Ich müsste doch von allen guten Geistern verlassen sein, wenn ich 60Euro aufwärts dafür bezahle, um mich mit der Überfüllungsproblematik großer Städtemarathons (Berlin, Hamburg etc.) herumzuschlagen. Wenn stattdessen die Möglichkeit besteht Landschaftsläufe, wie beispielsweise auch den hier in abwertender Manier genannten Elstertalmarathon Geras für einen Bruchteil des Startgeldes zu bestreiten, muss ich nicht lange überlegen. Also so einhellig kann die Meinung gar nicht sein, zumal mein läuferisches Umfeld ganz ähnlich denkt.
speedmasterone 12.05.2011
4. Konkurrenz der City-Läufe: Der Wettstreit um die Marathon-Gemeinde
Es wäre ja mal informativ gewesen, wenn der Spon-Schreiber nachgefragt hätte, was ein Marathon-Veranstalter bieten muss, um seine Kundschaft im Zuge zunehmender Kannibalisierung zu behalten. Spitzenläufer? Service? Eine perfekte Organisation? Stand wohl eher nicht in SPONSORS, oder?
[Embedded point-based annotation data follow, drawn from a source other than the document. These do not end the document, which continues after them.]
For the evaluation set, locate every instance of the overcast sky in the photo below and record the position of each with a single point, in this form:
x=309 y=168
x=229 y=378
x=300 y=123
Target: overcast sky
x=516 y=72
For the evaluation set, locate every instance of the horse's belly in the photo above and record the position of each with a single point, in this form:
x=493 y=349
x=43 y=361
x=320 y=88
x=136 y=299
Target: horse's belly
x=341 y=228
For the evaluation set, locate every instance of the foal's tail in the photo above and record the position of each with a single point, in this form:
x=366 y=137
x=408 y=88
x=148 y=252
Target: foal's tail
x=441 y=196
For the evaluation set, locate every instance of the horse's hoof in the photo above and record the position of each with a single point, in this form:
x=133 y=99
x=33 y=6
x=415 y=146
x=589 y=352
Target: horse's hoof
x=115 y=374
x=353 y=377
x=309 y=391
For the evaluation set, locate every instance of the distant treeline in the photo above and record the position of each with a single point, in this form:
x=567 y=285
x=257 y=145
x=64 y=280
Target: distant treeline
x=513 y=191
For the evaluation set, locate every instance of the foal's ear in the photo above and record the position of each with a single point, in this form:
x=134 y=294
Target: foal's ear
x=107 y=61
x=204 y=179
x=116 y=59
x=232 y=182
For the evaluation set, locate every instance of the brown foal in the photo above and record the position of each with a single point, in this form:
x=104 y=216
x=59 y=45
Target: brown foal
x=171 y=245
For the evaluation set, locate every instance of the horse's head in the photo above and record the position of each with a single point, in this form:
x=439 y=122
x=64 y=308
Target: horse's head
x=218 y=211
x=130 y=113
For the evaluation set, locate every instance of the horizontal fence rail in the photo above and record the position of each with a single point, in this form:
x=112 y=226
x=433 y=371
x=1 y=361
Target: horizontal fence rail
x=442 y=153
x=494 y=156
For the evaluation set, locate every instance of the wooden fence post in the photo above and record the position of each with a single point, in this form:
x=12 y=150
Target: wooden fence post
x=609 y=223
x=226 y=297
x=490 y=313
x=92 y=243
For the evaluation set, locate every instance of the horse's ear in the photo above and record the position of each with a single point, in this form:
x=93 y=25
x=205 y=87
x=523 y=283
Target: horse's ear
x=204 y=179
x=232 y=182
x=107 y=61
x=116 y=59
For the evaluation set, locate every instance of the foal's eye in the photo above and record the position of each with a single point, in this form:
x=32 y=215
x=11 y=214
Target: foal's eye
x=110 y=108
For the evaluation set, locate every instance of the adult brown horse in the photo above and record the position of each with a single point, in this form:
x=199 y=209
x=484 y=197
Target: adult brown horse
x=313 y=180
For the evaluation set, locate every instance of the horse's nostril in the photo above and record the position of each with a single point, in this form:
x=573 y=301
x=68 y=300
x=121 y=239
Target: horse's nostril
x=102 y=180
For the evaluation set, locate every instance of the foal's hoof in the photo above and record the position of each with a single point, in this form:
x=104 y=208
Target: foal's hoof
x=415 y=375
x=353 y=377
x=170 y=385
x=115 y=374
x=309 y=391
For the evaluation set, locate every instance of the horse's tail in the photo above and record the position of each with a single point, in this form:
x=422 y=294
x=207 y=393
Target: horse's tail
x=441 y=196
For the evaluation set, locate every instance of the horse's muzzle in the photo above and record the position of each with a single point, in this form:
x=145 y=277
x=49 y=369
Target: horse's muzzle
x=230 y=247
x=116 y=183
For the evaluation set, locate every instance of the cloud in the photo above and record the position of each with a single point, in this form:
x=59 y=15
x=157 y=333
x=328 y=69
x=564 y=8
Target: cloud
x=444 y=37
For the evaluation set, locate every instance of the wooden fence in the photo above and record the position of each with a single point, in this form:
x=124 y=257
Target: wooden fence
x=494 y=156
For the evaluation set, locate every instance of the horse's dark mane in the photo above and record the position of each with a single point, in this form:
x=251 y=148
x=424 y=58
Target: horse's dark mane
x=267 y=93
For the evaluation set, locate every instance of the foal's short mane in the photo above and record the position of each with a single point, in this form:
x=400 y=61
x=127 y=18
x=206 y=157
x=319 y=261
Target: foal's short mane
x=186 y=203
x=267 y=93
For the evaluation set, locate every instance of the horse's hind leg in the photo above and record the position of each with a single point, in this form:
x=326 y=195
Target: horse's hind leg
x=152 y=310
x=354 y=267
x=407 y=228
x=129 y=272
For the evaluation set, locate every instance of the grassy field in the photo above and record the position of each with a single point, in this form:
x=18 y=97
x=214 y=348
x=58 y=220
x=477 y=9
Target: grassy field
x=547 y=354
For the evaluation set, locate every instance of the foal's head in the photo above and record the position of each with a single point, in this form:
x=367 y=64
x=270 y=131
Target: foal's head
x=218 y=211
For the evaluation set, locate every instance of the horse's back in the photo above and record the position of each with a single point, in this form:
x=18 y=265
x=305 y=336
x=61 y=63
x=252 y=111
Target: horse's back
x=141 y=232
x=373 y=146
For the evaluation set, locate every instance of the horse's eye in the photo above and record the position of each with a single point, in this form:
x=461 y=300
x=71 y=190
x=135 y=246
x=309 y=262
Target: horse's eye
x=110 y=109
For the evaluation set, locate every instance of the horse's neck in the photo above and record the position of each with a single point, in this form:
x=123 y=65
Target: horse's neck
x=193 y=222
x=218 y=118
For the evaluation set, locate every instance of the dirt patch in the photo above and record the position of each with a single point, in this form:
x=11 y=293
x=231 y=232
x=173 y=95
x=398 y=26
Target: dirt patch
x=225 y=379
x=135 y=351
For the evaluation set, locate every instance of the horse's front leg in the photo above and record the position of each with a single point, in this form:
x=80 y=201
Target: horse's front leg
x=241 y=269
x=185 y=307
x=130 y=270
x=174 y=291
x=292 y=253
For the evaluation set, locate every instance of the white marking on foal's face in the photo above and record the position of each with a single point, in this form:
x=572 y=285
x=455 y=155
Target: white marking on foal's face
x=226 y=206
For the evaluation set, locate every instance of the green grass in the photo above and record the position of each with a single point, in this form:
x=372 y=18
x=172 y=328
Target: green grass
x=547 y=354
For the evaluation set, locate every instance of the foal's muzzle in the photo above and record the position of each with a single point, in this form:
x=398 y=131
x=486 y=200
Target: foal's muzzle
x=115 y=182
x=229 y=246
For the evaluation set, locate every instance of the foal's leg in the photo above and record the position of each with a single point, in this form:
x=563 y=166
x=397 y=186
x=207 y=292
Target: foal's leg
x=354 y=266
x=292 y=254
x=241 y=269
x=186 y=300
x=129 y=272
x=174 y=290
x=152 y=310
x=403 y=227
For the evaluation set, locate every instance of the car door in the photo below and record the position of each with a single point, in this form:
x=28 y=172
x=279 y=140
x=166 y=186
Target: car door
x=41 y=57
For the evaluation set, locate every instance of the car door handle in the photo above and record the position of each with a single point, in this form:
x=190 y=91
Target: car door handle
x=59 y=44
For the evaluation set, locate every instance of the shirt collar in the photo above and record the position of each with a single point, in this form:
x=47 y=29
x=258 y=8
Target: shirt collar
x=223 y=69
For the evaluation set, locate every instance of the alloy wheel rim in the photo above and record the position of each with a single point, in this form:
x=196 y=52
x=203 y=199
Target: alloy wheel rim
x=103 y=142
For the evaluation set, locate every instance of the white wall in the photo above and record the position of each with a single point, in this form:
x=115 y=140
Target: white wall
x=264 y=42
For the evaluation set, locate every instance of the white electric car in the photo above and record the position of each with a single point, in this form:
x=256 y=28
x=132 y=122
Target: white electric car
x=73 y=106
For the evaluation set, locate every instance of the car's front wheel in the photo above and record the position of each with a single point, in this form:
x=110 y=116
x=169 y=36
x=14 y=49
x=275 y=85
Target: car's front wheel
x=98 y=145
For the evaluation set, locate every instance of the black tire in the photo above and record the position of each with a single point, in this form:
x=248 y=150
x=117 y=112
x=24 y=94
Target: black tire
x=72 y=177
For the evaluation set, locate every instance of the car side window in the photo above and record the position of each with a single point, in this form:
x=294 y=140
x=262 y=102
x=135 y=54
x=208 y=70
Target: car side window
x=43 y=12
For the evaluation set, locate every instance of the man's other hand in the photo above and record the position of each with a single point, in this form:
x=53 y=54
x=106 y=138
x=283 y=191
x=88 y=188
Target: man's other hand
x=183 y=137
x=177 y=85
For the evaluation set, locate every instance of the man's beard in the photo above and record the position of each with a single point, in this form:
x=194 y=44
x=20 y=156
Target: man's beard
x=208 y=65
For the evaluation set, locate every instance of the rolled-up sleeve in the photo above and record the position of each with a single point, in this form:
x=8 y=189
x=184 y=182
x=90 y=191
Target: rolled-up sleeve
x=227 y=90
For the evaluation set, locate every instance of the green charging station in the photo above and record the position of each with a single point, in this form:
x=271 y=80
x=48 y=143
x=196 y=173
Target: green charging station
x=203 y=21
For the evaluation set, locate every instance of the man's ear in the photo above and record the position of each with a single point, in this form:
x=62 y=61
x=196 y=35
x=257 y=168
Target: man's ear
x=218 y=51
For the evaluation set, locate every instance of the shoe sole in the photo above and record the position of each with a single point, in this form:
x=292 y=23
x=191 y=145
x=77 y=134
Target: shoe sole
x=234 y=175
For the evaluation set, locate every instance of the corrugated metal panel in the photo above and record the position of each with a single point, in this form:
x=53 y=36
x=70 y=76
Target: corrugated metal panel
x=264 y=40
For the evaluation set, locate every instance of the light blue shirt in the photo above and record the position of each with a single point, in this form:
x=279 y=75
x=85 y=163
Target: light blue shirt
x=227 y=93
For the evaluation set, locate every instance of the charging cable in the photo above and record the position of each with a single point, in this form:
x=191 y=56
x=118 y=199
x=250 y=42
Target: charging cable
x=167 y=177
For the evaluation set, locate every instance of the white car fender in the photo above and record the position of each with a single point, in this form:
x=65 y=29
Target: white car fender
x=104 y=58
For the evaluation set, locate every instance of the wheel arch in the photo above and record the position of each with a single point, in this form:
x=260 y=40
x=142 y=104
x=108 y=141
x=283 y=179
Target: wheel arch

Es hat sehr spezifische Gründe, warum die Teilnehmer den Berlinern alljährlich das Brandenburger Tor einrennen, Hamburg am 22. Mai etwa 4.000 (!) Teilnehmer weniger haben wird, Köln sich nur mit dem Halbmarathon-Einnahmen rettet und zuletzt in Mainz nur noch etwas mehr als 1.200 Marathonläufer, aber knapp 6.800 Halbmarathonis ins Ziel liefen. Vielleicht wären auch die Renndirektoren in Berlin und Frankfurt (prosperiert mit sanften Zuwächsen seit Jahren) die besseren Ansprechpartner gewesen. Weiterführende Analysen der Szene und des Marktes standen übrigens schon bei laufreport.de
Umbriel 15.04.2013
5. Gutenberg Marathon 2013 mit Zweidrittel Option
Zitat von speedmasteroneEs wäre ja mal informativ gewesen, wenn der Spon-Schreiber nachgefragt hätte, was ein Marathon-Veranstalter bieten muss, um seine Kundschaft im Zuge zunehmender Kannibalisierung zu behalten. Spitzenläufer? Service? Eine perfekte Organisation? Stand wohl eher nicht in SPONSORS, oder? Es hat sehr spezifische Gründe, warum die Teilnehmer den Berlinern alljährlich das Brandenburger Tor einrennen, Hamburg am 22. Mai etwa 4.000 (!) Teilnehmer weniger haben wird, Köln sich nur mit dem Halbmarathon-Einnahmen rettet und zuletzt in Mainz nur noch etwas mehr als 1.200 Marathonläufer, aber knapp 6.800 Halbmarathonis ins Ziel liefen. Vielleicht wären auch die Renndirektoren in Berlin und Frankfurt (prosperiert mit sanften Zuwächsen seit Jahren) die besseren Ansprechpartner gewesen. Weiterführende Analysen der Szene und des Marktes standen übrigens schon bei laufreport.de
Dieses Jahr am So 12.5. wieder mit der Option "2/3 Marathon" (28km). Ich verstehe nicht warum sich die Fachleute verrückt machen, weil die Zahl der Halbstreckenläufer zuungunsten der Vollstreckenläufer gestiegen ist. Solche Veranstaltungen sind Mitmach - Wettbewerbe für viele unterschiedlich ambitionierte Freizeitsportler, das ist doch das Wichtigste. Die 42km sind für Freizeitläufer zwar oft möglich, allerdings steigt in Vorbereitung und Wettbewerb das Verletzungsrisiko, wobei das bei etwas kürzeren Distanzen eher im Lot bleibt. Natürlich soll das Ziel sein, alles gut miteinander zu verbinden. Ich finde das ist in Mainz ganz gut möglich, weil es jetzt wieder den "Dritten Weg" - die Alternative der 28km Strecke gibt.